In Teil I haben wir euch von unseren Ess-Erfahrungen und den Üblichen Lebensmitteln aus Togo, Westafrika berichtet. Jetzt in Teil II schreiben wir euch, was wir in unseren 6 Jahren Selbst-Versorger Paradies Odrintsi ausprobiert, gelernt und erfahren haben:
Odrintsi, Bulgarien
Es mag eigenartig klingen, aber am meisten freuten wir uns nach 8 Jahren leben in Afrika über Kartoffeln! DAS europäische Essen schlechthin für uns 🙂
Damals reisten wir nicht alle gleichzeitig nach Europa, sondern Etappenweise. Zu allererst flogen Sven, Anna, Gabi, Eon, Lynn, Mathis und ich vor. Wir wollten vor allem die Kinder aus der Schusslinie haben, falls es haarig in Togo werden würde. Unser erster Aufenthaltsort war Kardzahli, gut 2 Stunden Fahrt entfernt von Odrintsi – genau jenem Dorf an der griechischen Grenze, das später unser zu Hause werden würde.
Schon damals fuhren wir mit einer neu gewonnenen Freundin in den Dörfern Odrintsi, Meden Buk, Mandritsa und Siv Kladenets herum und besahen uns die Gegend, in der wir uns eine neue Heimat aufbauen wollten. Zuerst wollten wir uns in Cherna Cherkva niederlassen, eine weit abgelegene kleine verlassene Siedlung, zu der keine Straße führte. Aber ein alter Mann, mit dem nicht gut Kirschen essen war, beanspruchte die paar halb verfallenen Gebäude als sein Eigentum.
Und wir entschieden uns keinen Streit vom Zaun zu brechen, das würde kein guter Einstieg für uns werden.
Also wurde Odrintsi unser neues zu Hause, welches damals nur noch von 2 Menschen bewohnt wurde: Einer über 80jährigen alten Frau und einem gut 60jährigen Schäfer.

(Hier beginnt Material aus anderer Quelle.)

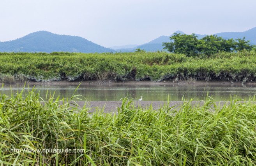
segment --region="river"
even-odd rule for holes
[[[28,89],[34,86],[36,92],[44,99],[48,92],[48,95],[55,92],[55,97],[60,95],[62,97],[70,98],[78,87],[77,84],[51,83],[35,84],[31,83],[24,84],[4,85],[0,90],[1,94],[10,96],[20,92],[23,88],[27,93]],[[240,99],[248,99],[256,93],[255,84],[232,84],[230,83],[223,83],[178,84],[166,83],[93,83],[81,84],[74,94],[81,95],[79,97],[87,101],[118,101],[128,96],[129,99],[138,99],[142,96],[144,101],[164,101],[168,96],[170,100],[179,101],[185,97],[186,100],[198,100],[203,99],[207,96],[212,97],[216,100],[228,100],[230,96],[236,95]],[[24,93],[24,95],[25,95]]]

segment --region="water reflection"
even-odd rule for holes
[[[34,86],[34,85],[33,85]],[[10,96],[11,90],[16,93],[23,89],[24,85],[5,85],[0,91],[2,94]],[[64,98],[70,98],[77,87],[75,85],[35,85],[36,92],[45,99],[47,91],[48,94],[55,92],[56,95],[60,94]],[[25,88],[25,92],[32,86]],[[138,85],[126,84],[81,85],[75,93],[76,95],[83,95],[89,101],[117,101],[126,96],[130,99],[139,99],[141,96],[143,100],[147,101],[166,100],[168,95],[170,100],[181,100],[185,97],[187,100],[203,99],[207,95],[212,96],[215,100],[228,100],[230,95],[237,95],[241,99],[248,99],[253,96],[256,92],[256,86],[254,85],[217,84],[208,85]]]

Das verlassene Ambiente und die zerfallenen Häuser machten zuerst einen verschrobenen Kriegseindruck auf uns, aber wir ließen unseren Verstand bald links liegen, denn die Natur um diesen Ort herum hat schon etwas Beeindruckendes zu bieten:
Es gibt weite Berge und sanfte Hügel, dazu ebene Wiesen und gleich wieder Flussauen und Bäche. Das alles in einem einzigen riesigen Tal! Eine traumhafte Ebene, wo kein Berg gleich bewachsen war und es jede Menge zu entdecken gab.
Hier unsere selbst-versorger übersicht:
1. Brot ist nicht überall gleich!
Zu Anfang wohnten wir in Kardzahli in einem alten Hotel, mit rund 11 Mann in einem kleinen Apartment. Bulgarien hat nicht die Brotkultur zu bieten wie man sie aus Deutschland kennt.
Haben die meisten Länder auf der Welt nicht. In Togo ist Brot immer aus 100 % feinem Weizenmehl hergestellt, Weißbrot pur! In Bulgarien auch. Gutes Brot = feines Weißbrot… „Pampe-Brot“ haben wir es immer genannt, denn die Toastähnliche Pampe-Matsch-Konsistenz klebt schnell am Gaumen und man muss langsam essen, damit einem nichts im Halse kleben bleibt!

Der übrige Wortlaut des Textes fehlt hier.